Does Jesus die at God’s hands and by God’s will to satisfy God’s need for a victim to
bear the blame? Or does Jesus die at our
hands and by our will to satisfy our need for a victim to bear the
blame? The way Prior puts it in his
study notes before the sermon (which notes I regret I did not keep and cannot find),
is that maybe Jesus was not God’s Lamb
being led to God’s sacrificial altar,
but our Lamb being led to our sacrificial altar.
And that it’s in God’s and Jesus’
response to that act of sacrificial slaughter that we really see God’s way –
not appeasement through punishment and payment, but simply the freely chosen
words, “Father, forgive them; for they know not what they do” – spoken not
because the sacrifice of Jesus makes forgiveness possible, but because the
sacrifice of Jesus makes forgiveness necessary; makes it the only thing a truly
loving God can say in response.
In other words, Prior questions
whether God condemns Jesus to death
so that by his scapegoat-death we can be forgiven and reconciled, or whether we condemn Jesus to death because of our
own mis-guided need for a scapegoat.
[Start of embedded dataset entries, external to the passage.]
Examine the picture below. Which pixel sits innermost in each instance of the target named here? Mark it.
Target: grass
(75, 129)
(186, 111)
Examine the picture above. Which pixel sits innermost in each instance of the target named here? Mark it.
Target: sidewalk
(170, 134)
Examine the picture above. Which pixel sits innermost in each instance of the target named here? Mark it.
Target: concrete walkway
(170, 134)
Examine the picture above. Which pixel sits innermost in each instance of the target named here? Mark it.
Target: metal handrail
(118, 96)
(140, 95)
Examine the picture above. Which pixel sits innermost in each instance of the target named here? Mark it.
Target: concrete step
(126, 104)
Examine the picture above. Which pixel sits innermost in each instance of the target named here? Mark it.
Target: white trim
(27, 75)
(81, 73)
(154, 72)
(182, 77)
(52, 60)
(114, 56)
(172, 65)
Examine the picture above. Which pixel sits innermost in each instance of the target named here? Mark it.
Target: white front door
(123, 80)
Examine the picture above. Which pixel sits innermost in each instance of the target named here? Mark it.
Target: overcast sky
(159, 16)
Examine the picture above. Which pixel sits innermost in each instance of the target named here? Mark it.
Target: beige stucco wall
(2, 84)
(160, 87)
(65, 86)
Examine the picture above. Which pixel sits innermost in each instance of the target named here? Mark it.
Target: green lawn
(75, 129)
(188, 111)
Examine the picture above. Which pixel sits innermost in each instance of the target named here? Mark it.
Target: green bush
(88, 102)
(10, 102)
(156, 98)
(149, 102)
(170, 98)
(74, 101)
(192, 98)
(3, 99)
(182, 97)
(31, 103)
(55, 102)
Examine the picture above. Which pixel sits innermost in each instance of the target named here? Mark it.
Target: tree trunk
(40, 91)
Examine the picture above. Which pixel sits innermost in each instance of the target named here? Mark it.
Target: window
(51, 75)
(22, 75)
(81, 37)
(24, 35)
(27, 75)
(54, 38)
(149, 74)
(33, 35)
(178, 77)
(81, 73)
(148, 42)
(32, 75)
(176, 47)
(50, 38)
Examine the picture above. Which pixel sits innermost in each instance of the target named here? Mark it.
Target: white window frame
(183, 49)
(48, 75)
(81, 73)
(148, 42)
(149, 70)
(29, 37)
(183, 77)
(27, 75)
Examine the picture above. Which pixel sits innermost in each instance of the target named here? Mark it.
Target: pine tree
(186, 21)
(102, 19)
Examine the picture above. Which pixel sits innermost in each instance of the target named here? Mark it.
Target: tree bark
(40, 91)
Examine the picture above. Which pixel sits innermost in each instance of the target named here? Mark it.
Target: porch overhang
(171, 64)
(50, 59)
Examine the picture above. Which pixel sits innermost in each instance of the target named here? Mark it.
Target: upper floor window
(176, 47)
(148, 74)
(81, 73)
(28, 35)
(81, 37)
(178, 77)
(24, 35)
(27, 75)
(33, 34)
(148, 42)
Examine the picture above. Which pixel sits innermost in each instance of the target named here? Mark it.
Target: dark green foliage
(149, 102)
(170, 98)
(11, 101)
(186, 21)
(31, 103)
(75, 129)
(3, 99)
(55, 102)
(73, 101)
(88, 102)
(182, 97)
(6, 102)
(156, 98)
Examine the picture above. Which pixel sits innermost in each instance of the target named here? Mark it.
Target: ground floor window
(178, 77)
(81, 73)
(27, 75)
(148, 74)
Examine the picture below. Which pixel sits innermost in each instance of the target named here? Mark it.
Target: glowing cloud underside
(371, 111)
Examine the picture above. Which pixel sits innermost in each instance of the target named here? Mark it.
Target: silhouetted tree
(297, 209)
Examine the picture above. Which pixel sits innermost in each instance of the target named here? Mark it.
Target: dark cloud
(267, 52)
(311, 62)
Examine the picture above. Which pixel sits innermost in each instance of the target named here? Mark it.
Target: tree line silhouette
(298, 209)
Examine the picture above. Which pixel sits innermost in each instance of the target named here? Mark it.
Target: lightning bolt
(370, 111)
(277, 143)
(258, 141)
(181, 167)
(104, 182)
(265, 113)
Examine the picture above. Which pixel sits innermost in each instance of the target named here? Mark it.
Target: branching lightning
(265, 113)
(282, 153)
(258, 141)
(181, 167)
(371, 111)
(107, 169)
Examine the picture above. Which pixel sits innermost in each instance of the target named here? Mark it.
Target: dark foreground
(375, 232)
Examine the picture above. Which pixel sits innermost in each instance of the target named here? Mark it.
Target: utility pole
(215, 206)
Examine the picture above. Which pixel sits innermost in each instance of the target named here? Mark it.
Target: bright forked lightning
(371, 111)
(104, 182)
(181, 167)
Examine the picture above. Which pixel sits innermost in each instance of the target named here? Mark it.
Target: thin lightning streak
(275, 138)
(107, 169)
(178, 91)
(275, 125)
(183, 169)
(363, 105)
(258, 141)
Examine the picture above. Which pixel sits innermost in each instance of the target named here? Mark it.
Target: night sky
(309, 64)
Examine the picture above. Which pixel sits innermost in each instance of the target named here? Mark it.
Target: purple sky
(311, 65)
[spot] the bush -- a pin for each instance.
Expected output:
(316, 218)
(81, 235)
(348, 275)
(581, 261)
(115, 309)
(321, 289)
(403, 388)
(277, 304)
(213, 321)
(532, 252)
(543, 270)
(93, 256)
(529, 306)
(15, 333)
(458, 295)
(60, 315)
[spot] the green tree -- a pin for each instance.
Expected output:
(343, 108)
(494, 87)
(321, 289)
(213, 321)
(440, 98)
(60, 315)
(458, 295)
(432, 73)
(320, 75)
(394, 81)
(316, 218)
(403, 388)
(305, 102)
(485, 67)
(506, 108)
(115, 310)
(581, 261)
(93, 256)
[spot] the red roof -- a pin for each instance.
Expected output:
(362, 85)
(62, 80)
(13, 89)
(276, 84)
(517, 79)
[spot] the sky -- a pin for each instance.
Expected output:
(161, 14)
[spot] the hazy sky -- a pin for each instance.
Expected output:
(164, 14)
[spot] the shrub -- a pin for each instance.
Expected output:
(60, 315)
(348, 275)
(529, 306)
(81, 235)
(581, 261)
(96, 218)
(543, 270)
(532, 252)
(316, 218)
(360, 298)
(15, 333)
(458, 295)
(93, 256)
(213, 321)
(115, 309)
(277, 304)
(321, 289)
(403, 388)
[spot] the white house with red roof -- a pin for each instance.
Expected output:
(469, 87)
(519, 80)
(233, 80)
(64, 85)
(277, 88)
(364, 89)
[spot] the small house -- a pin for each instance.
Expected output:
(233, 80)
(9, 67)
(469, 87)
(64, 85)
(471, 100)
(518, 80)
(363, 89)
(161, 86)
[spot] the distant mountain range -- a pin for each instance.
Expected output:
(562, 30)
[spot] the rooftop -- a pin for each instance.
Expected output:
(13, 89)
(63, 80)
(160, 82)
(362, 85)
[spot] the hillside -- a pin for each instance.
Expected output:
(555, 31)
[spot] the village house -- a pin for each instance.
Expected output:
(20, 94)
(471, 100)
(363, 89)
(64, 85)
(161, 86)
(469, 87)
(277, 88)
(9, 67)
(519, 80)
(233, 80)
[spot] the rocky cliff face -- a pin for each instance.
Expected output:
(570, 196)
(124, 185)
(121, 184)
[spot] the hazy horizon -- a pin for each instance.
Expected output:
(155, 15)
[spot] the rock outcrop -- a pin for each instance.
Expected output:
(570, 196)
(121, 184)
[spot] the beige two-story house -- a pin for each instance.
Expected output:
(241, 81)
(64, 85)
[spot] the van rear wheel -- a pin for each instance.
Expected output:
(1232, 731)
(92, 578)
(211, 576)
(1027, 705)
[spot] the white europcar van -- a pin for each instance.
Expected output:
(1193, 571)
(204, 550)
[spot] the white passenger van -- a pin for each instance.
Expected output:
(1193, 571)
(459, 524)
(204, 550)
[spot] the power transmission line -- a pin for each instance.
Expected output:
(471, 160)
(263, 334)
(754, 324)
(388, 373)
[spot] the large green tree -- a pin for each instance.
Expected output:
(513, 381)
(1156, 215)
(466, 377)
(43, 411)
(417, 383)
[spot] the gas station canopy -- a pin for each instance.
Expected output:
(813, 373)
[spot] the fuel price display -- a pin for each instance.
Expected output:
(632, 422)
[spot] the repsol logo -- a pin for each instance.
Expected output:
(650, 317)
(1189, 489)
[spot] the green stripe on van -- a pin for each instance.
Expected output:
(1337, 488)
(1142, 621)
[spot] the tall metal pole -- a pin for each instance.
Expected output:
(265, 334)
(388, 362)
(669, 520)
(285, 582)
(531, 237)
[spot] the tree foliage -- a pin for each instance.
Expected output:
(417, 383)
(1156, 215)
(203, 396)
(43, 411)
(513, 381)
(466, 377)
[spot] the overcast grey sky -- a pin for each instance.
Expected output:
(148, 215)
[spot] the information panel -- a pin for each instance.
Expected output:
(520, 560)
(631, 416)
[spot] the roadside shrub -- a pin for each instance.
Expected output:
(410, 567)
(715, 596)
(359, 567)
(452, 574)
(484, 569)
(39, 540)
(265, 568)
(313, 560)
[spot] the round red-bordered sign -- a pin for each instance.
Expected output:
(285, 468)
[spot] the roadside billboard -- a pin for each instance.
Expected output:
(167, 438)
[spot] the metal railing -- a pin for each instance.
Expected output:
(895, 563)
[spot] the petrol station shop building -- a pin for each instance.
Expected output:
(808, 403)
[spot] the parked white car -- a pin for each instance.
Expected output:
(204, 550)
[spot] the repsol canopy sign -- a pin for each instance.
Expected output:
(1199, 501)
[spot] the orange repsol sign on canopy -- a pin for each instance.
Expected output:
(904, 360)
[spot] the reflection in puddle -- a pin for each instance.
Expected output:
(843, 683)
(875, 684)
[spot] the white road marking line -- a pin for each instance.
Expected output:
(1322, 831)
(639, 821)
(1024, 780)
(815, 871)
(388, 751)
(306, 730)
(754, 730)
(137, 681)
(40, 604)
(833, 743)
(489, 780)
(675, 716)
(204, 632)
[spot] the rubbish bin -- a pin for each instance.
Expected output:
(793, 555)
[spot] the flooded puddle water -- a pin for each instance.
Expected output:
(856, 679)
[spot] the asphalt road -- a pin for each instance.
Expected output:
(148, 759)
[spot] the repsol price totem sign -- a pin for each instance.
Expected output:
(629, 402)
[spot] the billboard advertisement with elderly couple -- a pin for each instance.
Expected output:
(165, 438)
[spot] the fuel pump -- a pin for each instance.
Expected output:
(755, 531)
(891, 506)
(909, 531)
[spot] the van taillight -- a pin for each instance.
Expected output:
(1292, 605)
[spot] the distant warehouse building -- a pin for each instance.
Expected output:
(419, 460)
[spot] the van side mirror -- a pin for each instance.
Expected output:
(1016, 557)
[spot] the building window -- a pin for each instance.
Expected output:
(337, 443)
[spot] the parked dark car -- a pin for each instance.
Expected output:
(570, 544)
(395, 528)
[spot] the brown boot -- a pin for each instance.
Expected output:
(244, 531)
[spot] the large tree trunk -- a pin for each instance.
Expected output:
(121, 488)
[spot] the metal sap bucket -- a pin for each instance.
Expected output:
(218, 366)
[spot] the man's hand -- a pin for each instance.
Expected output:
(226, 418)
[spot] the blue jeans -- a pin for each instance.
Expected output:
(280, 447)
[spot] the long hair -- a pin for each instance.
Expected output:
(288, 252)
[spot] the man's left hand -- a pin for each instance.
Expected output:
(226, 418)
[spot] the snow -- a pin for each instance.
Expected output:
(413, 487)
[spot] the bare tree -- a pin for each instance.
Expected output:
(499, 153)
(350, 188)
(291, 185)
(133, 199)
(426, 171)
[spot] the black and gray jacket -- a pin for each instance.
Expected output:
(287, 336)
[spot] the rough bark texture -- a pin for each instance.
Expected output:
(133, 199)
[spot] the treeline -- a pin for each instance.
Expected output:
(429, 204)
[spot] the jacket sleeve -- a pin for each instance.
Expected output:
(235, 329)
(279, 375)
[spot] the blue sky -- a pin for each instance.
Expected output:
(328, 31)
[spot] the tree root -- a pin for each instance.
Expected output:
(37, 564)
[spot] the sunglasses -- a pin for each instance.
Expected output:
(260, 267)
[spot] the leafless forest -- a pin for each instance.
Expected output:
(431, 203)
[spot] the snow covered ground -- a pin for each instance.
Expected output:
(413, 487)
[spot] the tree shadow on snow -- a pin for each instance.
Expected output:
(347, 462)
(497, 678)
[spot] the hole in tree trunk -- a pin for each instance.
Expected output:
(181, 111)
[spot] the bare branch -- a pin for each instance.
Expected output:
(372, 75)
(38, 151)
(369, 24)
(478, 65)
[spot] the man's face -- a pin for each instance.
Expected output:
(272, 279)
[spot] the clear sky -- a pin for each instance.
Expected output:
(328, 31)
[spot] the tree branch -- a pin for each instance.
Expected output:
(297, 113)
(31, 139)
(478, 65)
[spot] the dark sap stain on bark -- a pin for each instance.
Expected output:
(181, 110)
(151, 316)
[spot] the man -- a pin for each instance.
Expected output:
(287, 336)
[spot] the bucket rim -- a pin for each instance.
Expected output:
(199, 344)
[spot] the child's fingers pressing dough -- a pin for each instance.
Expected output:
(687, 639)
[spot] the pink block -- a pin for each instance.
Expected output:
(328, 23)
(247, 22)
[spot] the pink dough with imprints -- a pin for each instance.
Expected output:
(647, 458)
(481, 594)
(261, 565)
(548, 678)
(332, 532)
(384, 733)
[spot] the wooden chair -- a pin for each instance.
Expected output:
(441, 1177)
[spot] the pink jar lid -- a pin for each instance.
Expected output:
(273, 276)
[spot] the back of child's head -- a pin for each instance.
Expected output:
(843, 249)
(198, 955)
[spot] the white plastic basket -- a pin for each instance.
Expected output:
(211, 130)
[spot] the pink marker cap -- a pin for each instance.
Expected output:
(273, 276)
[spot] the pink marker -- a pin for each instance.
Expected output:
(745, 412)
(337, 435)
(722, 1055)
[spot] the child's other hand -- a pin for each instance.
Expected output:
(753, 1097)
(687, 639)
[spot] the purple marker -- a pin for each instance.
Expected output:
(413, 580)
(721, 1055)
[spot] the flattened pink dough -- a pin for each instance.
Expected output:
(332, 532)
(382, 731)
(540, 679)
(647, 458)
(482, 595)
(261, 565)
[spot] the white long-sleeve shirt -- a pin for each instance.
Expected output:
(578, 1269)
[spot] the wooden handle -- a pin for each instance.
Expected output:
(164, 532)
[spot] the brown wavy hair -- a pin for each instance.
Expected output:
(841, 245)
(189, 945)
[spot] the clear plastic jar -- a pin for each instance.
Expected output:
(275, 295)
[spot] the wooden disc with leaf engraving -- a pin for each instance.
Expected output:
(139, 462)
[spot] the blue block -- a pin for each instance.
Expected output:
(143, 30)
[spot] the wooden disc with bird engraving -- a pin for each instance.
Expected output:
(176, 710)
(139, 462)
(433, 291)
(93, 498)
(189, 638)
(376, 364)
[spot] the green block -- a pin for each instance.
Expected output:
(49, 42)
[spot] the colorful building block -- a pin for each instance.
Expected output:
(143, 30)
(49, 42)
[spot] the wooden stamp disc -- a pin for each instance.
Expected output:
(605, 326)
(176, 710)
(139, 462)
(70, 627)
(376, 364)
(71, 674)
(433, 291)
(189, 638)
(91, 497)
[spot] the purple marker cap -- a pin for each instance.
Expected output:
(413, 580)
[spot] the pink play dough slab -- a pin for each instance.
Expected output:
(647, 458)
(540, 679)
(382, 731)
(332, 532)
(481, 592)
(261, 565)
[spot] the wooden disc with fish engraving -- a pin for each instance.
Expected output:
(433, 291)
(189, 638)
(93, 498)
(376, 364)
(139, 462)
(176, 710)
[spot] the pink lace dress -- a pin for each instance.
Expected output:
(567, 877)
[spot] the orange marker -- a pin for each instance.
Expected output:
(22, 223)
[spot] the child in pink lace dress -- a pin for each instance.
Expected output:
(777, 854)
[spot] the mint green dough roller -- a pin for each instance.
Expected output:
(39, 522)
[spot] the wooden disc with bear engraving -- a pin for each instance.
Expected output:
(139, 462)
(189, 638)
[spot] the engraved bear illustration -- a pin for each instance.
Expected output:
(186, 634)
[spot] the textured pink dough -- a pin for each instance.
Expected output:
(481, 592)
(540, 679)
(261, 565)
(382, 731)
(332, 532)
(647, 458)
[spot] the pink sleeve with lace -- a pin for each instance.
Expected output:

And
whether in forgiving us and offering us peace instead of punishment and a
demand that we pay for that heinous act, God shows us maybe in the most
miraculously gracious way we could ever imagine, what the way of peace and
reconciliation truly is.
At least, I think this is what he is
getting at.
I’ve included below a relevant little
snippet from Andrew Prior’s sermon. The
whole of it (and I do recommend it) can be found on his website at https://www.onemansweb.org/the-lamb-and-the-day-of-mourning-john-129-42.html
Here’s the snippet:
“Well, in the text this week (John
1:29-42), when Jesus comes to be baptised, John the Baptist says, twice,
"Here is the Lamb of God." He
means the sacrificial Lamb. The first
time... he says "Here is the Lamb of God who takes away the sin of the world!" That is, here is the Lamb of God who heals a
nation which is built on a terrible foundation of massacre and murder. We are, in the end, no different from anyone
else. Civilisation, which begins when
Adam and Even leave the garden in Chapter 4 of Genesis, begins with a
murder. Some theologians call it the founding murder. Jesus is the Lamb of God who comes to take
away the sin of the world.
“The question is how.
“I was taught that Jesus was
sacrificed by God to pay the price for my sins.
That is, God, who forbids
child sacrifice, and who stopped
Abraham from sacrificing his only son, then sacrificed his only son for
me. And somehow that saved us from the
violence that was still going on 1800 years later in our country, and still
continues today.
“But no, it's not God who wanted a
sacrifice from us. It's God who came to
us in love, despite our
violence, in Jesus the Christ. We... insisted on
sacrificing... him. We
murdered him, an innocent man, because we thought God demands that we kill
people we don't like when they upset our plans for society. It is we who think violence will heal
violence and that murder will bring peace.
Do you see the difference between the two ways of understanding the Lamb
of God?
“When Jesus is raised from the dead,
when the man who is the son of the King of the Universe comes back, we know
what to expect. We know what will
happen. When you try to get rid of the
king or his son, and it doesn't work, then you
get killed in revenge. Except that this
didn't happen. Jesus, who says in
Matthew that all authority in heaven and on earth has been given to him, says:
"Peace be with you, and do not be afraid." That's how to live. That's how the sin is taken away, and
disarmed, and neutralised.
“Jesus shows us how to live. He shows us the way to live which means that
we are raised up even from death.
Forgive. Be compassionate. Sit alongside. Suffer with those who suffer. This will heal our sin.”